L'accueil de l'ex-épouse de Marc Dutroux
Socialement morte, c’est ainsi que se retrouve Michelle Martin lorsqu’elle obtient sa libération sous conditions en juillet 2012, après 16 ans de prison. « Quand le temps fut venu pour Mme Martin de pouvoir bénéficier d’une libération conditionnelle, en vue d’une réinsertion sociale, nous espérions que les instances prévues à cet effet allaient lui procurer un lieu d’accueil, expliquent les sœurs clarisses de Malonne dans un communiqué de presse en 2012. Mais il n’a pas été possible de trouver ce lieu.
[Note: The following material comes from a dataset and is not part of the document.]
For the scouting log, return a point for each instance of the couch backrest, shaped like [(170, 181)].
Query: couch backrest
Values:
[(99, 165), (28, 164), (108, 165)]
Il faut savoir que Mme Martin n’a pas de famille et qu’elle n’a pas trouvé en Belgique de lieu de réinsertion prévu pour des femmes. »
En prison, l’ex-épouse de Marc Dutroux correspond avec une des sœurs clarisses depuis plusieurs années, « comme cela se fait beaucoup chez les contemplatives », explique sœur Francine. Ne trouvant pas de lieu d’accueil, elle demande de venir habiter au couvent. Contactée par les avocats de Michelle -Martin, la communauté se réunit pour discuter la décision. « Ce fut un défi pour nous, bouleversées que nous étions par l’horrible souffrance des victimes et de leurs familles, relate le communiqué de presse de l’époque. Nous avons cherché à vivre au mieux cette tension : comment porter ces deux réalités à la fois ? Ce ne fut pas facile... Nous avons choisi d’accueillir en nous ces deux souffrances qui ne sont en rien comparables l’une avec l’autre. »
Le désir de vivre l’Évangile jusqu’au bout
Sept ans après leur choix contesté – une vague de protestations et d’apostasies a suivi la décision des religieuses –, sœur Francine se souvient : « Notre décision prise à l’unanimité était en fidélité à l’Évangile, ce qui signifie être humain et croire en l’humain à la manière de Jésus. Nous voulions donner à Mme -Martin une nouvelle chance de repartir dans la vie. » Vivant dans un petit studio aménagé par les sœurs et soumise comme elles au silence, Michelle Martin a bénéficié d’un accompagnement psychologique et juridique tout en participant à la vie communautaire. Sortie de l’abbaye en 2015, l’ex-femme de Marc Dutroux a ensuite trouvé refuge chez un ancien juge et universitaire qui avait accepté de l’héberger dans un appartement indépendant. Elle se serait alors lancée dans des études de droit. Sœur Francine de confier : « Elle nous rend visite de temps en temps.»
Jean-Claude Romand, quant à lui, devrait rester au moins deux ans à Fontgombault, où les frères bénédictins cultivent la terre, font de l’élevage et de la poterie artisanale. Là, comme Michelle Martin, il espérera retrouver une vie presque) normale.